On Jan. 23, Missouri and New Hampshire legislatures held hearings on bills that would allow the auxiliary power unit weight exemption permitted on trucks to be increased.
Additionally, New Hampshire lawmakers will meet in executive session Jan. 30 to discuss HB196, which would allow the weight exemption to be hiked to 800 pounds. The state safety department requested the bill, which currently has six sponsors.
Missouri’s legislature had a Jan. 23 hearing on SB 43, which would allow truckers an APU weight exemption increase from 400 to 550 pounds.
The 2012 federal surface transportation reauthorization law allows states to approve a hike in the weight exempted for the units be upped to 550 pounds after Oct. 1 without impacting state highway funding eligibility.
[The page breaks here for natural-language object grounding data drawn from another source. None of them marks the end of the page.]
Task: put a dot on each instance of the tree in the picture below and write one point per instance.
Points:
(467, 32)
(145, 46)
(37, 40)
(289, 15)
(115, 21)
The 2005 highway bill had provided states authority to enact a 400-pound exemption for idling reduction technology on trucks.
Further information on the New Hampshire bill was not immediately available.
Twenty-nine states have laws allowing the 400 pound exemption, while 15 states do so by enforcement policy rather than state law, according to a recent issue of the federal National Idling Reduction Network News.
Other states considering weight exemption measures are California, Hawaii, Kentucky, North Carolina, Rhode Island, Tennessee and the District of Columbia.